見出し画像

日華事変の正体。盧溝橋事件以後の邦人虐殺

中華民国という伏魔殿

 現在では教科書にも定着している「日中戦争」という用語だが、筆者にいわせれば、これこそ東京裁判史観の産物であり左翼歴史修正主義者によるはなはだ粗雑な造語に他ならない。
「日中戦争」と書けば当然、日本と中国の間で国を挙げた戦争があったということになる。では、ここでいう中国とはどこの国を指すのだろう。中華人民共和国の成立は1949年(昭和24年)だから、旧日本軍相手に戦争をしようがない(つまり、同国は戦勝国ではない)。となれば、中華民国ということになる。確かに日中戦争=日本と中華民国の戦争と説明する教科書もあるが、これは間違いとはいえないものの、正解では言えない。当時の中華民国とは一体なんであるか、を理解することが必要だろう。
 1940年(昭和15年)、汪兆銘の南京国民政府が成立すると、翌41年の双十節(=10月10日。民国の建国記念日)の閲兵式に、日本は飛行機と軽戦車を譲渡している。どこの惑星に、戦争している相手国に兵器をプレゼントする国があるだろうか。ちなみに、南京政府は日本の他、タイ、イタリア、ヴィシー政権(フランス)、ドイツ、スペイン、ハンガリー、ヴァチカン、満州国、ルーマニア、スロバキア、クロアチア、ブルガリアから承認を受けている。韓国のいう上海臨時政府のような実態をともなわないものではない。
 蒋介石の重慶政府は密かに英米の支援を受け日本軍と戦闘を続ける一方で、汪兆銘の南京政府は1943年(昭和18年)1月、米英に宣戦布告をしている。この奇怪な歴史がそのまま中華民国なるものの正体なのだ。
 日中戦争とはずばり、日本と蒋介石国民党との宣戦布告なき軍事衝突であり、正確にはやはり「C那事変」あるいは「日華事変」と呼称すべきものである。ちなみに、広辞苑では「事変」を《警察力では鎮定できぬ程度の騒乱。国際間の宣戦布告なき戦争をもいう》と定義している。国民党が重慶と南京に分裂したように、この時期の中国は政権の乱立と離合集散の時代だった。その他に毛沢東の共産党もあり、地方軍閥もまだまだ健在だった。
 中華民国という国号こそあっても要はまとまったひとつの国家として機能していたわけではなく、内実は群雄割拠の戦国時代の態であったのである。日本はその支那大陸の内乱内戦に巻き込まれ、ズルズルと戦線を拡大して行ったというのが歴史の正解ではなかろうか。

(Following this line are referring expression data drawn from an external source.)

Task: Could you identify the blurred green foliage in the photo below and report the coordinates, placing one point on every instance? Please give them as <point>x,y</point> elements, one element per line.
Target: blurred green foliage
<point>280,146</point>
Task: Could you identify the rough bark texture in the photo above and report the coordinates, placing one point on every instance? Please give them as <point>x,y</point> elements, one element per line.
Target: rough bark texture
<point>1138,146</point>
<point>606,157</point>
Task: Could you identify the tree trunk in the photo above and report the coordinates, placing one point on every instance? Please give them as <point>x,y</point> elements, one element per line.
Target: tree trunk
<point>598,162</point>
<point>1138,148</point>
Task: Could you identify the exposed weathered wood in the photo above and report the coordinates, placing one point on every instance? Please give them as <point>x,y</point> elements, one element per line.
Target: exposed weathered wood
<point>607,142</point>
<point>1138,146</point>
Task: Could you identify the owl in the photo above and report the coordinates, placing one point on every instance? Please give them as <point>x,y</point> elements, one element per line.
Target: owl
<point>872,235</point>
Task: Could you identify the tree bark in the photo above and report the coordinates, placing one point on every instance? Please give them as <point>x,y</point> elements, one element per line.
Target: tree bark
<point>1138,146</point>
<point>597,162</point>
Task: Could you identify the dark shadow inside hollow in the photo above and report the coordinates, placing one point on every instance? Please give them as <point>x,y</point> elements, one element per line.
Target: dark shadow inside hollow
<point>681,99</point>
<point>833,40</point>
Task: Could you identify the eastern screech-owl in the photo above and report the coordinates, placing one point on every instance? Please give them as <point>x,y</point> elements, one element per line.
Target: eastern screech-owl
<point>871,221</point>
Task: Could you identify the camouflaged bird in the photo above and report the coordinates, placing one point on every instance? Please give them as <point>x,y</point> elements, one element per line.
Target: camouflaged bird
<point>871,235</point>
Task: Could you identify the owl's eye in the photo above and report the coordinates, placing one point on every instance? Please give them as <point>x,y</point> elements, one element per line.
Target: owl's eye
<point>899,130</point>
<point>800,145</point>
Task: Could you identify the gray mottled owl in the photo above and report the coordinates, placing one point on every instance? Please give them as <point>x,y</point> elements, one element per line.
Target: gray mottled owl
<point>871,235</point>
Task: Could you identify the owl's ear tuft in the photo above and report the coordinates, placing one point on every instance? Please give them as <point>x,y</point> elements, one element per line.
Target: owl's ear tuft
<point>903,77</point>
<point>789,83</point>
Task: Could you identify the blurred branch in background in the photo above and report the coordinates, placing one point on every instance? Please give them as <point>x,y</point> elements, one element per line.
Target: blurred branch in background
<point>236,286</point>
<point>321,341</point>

汪兆銘。号は清衛。蒋介石、毛沢東、に次ぐ第3の男であるが、現在ではなぜかあまり語られることはない。彼の名こそは事変の真実を解く重要なキーワードだと思うのだが。

 そもそも上海や北京といった都市の住民は別として、あの広大な大陸に分布する、当時四億(しおく)と歌に謳われた、無学な一般良民のどれほどが自分を「中国人」と認識していたかははなはだ疑問である。陥落時の南京で市民が手製の日の丸を掲げて日本軍の入城を歓迎している無数の写真が現存するが、どう見てもあれは敵国の軍隊を迎える姿ではない。彼らにとっては、国民党軍も八路軍も日本軍も等しく軍隊に過ぎず、単に戦(いくさ)を収め、治安を守ってくれるのが「良い軍隊」であり、それ以外は「悪い軍隊」という認識があるのみである。略奪虐殺集団の国民党軍(蒋介石軍)や共匪が実態の紅軍よりも、規律正しい日本の兵隊さんを歓迎したくなるのは当然であろう。付け足すなら、歴史的に見てC那人は、異民族に統治されることに大きな抵抗をもっていない。現に、唐も元も清も非漢民族による征服王朝だったではないか。現在の中華人民共和国も50余の少数民族を抱える多民族国家である。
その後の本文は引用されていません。